# The idea of Newton’s method¶

Suppose we want to find a root of the function

using Plots

f = x -> x*exp(x) - 2

plot(f,0,1.5,label="function",grid=:y,xlabel="x",ylabel="y",legend=:topleft)


From the graph, it is clear that there is a root near $$x=1$$. So we call that our initial guess, $$x_1$$.

x1 = 1
f1 = f(x1)
scatter!([x1],[f1],label="initial point")


Next, we can compute the tangent line at the point $$\bigl(x_1,f(x_1)\bigr)$$, using the derivative.

dfdx = x -> exp(x)*(x+1)
slope1 = dfdx(x1)
tangent1 = x -> f1 + slope1*(x-x1)

plot!(tangent1,0,1.5,l=:dash,label="tangent line",ylim=[-2,4])

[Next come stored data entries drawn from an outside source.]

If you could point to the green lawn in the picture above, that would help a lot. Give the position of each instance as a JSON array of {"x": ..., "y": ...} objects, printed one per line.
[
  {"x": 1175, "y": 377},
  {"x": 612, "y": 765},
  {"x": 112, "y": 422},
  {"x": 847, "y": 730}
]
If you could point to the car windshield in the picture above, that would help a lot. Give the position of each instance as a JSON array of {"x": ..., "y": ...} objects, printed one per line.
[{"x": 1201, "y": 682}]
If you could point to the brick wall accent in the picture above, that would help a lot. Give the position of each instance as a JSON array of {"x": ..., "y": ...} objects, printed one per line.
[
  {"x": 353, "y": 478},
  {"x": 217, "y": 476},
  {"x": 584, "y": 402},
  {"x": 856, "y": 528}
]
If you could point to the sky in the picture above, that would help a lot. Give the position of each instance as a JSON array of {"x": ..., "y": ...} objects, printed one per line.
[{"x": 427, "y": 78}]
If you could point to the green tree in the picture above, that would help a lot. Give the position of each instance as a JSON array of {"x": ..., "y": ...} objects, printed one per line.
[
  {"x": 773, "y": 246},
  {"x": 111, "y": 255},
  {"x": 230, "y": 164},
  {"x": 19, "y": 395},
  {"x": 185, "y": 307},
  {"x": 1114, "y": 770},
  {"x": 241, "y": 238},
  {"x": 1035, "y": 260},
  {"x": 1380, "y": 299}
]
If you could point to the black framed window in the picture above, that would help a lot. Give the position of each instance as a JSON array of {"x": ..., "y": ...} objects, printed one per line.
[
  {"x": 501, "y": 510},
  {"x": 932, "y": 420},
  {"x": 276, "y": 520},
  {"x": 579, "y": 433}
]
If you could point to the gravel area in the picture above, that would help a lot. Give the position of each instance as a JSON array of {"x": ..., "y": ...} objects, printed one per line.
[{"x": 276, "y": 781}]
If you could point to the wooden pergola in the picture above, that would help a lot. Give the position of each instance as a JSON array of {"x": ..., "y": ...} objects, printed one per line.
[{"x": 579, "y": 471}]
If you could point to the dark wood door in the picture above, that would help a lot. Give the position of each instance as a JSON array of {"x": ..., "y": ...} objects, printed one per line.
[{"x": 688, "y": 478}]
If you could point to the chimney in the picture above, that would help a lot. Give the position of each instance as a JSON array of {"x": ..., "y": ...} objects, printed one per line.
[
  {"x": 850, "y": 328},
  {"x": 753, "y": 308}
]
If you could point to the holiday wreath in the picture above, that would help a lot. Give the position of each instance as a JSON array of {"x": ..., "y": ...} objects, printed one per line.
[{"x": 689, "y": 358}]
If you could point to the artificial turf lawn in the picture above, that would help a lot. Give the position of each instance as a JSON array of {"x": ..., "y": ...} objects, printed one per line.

In lieu of finding the root of $$f$$ itself, we settle for finding the root of the tangent line approximation, which is trivial. Call this $$x_2$$, our next approximation to the root.

@show x2 = x1 - f1/slope1
scatter!([x2],,label="tangent root")

x2 = x1 - f1 / slope1 = 0.8678794411714423

f2 = f(x2)

0.06716266657572145


The residual (value of $$f$$) is smaller than before, but not zero. So we repeat the process with a new tangent line based on the latest point on the curve.

plot(f,0.8,0.9,label="function",
xlabel="x", ylabel="y", title="Second iteration", legend=:topleft)

scatter!([x2],[f2],label="starting point")

slope2 = dfdx(x2)
tangent2 = x -> f2 + slope2*(x-x2)
plot!(tangent2,0.8,0.9,l=:dash,label="tangent line")

@show x3 = x2 - f2/slope2
scatter!([x3],,label="tangent root")

x3 = x2 - f2 / slope2 = 0.8527833734164099

f3 = f(x3)

0.0007730906446230534


We appear to be getting closer to the true root each time.